Archbishop Trench, the fault of whose hymns was chiefly that they were too few, was admonished by his friend, John Sterling, to give more attention to hymn-writing: “You would influence millions whom poetry in any other form would never reach.”
II. OBJECTIONS TO RECOGNIZING ITS LITERARY CHARACTER
Due to Narrow Definition of Literature.
In spite of these facts that surely entitle the hymn to be considered literature in the most vital sense of the word, there are critics who look upon it with undisguised indifference, if not with scorn. Partly due to an utter lack of sympathy with the use of it, partly to an academic idea of what literature really is, emphasizing form and rhetorical interest, partly because its appeal is emotional and not mainly intellectual, these objectors are blind to the larger interests involved. If there is any truth in the insistence of some literary critics that there are few hymns that are good from a literary point of view, Montgomery’s statement may give a sufficient reason: “Our good poets have seldom been Christians and our good Christians have seldom been good poets.”[3]

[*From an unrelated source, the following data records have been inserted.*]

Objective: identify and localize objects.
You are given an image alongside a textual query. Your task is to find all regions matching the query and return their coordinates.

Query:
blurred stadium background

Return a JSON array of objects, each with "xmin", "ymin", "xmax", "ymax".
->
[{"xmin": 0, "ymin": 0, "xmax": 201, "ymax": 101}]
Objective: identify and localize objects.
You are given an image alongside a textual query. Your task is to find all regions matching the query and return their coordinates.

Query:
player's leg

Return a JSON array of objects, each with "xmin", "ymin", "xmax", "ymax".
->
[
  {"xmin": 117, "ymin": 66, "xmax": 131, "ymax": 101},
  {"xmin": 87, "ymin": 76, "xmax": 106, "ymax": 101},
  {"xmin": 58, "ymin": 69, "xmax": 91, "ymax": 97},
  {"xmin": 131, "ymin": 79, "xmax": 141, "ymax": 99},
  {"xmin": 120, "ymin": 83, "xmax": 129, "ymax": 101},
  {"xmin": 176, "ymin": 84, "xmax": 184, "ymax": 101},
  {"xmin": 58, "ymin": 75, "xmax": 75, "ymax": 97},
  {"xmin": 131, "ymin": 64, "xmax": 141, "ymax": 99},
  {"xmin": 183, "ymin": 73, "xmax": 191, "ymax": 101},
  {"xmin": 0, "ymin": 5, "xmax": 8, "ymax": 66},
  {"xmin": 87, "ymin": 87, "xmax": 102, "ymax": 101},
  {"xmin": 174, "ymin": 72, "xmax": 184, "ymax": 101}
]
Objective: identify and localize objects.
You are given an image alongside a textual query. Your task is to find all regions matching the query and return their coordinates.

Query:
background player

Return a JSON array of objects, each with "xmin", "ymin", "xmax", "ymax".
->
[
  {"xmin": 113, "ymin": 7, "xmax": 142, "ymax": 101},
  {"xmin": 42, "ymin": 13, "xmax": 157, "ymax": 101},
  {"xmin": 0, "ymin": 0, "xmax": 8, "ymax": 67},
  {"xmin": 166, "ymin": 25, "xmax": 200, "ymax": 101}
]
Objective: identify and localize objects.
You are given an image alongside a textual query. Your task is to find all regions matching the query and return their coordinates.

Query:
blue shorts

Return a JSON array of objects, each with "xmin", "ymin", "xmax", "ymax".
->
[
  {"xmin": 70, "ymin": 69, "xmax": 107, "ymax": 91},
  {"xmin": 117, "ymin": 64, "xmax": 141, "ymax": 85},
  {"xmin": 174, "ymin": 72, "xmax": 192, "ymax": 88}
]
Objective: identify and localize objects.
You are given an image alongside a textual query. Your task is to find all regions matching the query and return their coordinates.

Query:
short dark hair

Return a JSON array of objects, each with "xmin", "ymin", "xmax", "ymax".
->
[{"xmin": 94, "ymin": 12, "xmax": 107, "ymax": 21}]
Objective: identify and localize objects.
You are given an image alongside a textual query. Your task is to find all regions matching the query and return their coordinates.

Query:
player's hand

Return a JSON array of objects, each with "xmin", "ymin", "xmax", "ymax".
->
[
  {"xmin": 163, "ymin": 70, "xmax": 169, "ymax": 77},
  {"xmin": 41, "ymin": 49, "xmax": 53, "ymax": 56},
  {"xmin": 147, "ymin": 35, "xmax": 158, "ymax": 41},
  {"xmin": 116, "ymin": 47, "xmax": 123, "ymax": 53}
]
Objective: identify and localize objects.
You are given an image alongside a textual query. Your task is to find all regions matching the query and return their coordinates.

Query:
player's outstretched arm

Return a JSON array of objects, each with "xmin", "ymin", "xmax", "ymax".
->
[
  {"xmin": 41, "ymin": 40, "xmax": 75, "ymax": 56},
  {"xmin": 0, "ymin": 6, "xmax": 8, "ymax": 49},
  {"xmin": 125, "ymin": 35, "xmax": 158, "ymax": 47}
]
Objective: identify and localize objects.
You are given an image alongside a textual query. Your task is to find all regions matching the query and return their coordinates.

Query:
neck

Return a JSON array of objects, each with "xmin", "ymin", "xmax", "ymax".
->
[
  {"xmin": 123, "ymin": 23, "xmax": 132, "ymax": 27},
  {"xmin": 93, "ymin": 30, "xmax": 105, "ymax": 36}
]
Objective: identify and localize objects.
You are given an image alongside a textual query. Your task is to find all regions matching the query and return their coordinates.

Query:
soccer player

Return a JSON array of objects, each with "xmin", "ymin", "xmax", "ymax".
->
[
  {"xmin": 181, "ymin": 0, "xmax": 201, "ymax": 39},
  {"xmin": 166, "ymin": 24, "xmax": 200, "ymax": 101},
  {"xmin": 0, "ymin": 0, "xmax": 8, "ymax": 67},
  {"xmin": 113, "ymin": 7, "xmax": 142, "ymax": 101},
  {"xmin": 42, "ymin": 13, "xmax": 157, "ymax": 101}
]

Due to Failure to Realize Limitations of Hymns.
A better reason is that such critics have seldom realized the limitations the singing hymn presents to the poet. Milton was a great poet, but he could not condense his ideas sufficiently or give them the needed terse expression. He needed a large canvas, while the successful hymn-writer is confined to a miniature. Even Tennyson, who succeeded in small lyrics, wrote only one hymn and that ill-adapted to actual congregational use.
Palgrave, in the preface to his Treasury of Sacred Songs, compares secular and sacred verse as follows: “Secular verse covers many provinces: manners, incident, love, landscape, the vast sphere of drama—in a word, all the many-colored romance of life. Sacred verse can hardly go beyond one province: to expect masterpieces in one field approximately numerous as those in the secular lyric is unreasonable. Even more unreasonable is it, when of this single province a district only is chosen for censure, and treated as the whole domain. Hymns, well-nigh limited to the functions of prayer and praise, are precisely that region in which a practical aim is naturally, almost inevitably, predominant!”
Some Critics and Their Criticism.
Dr. Samuel Johnson’s criticism of hymns may be brushed aside as based on a wrong conception of poetry, which to his mind called not for simplicity, but for something near to that artificiality which he conceived of as art: “Contemplative piety, or the intercourse between God and the human soul, cannot be poetical.”... “The paucity of its topics enforces perpetual repetition, and the sanctity of its matter rejects the ornament of figurative diction.”
In mitigation of the false judgment of the old literary dictator, it may be said that the golden age of English hymnody had not yet arrived.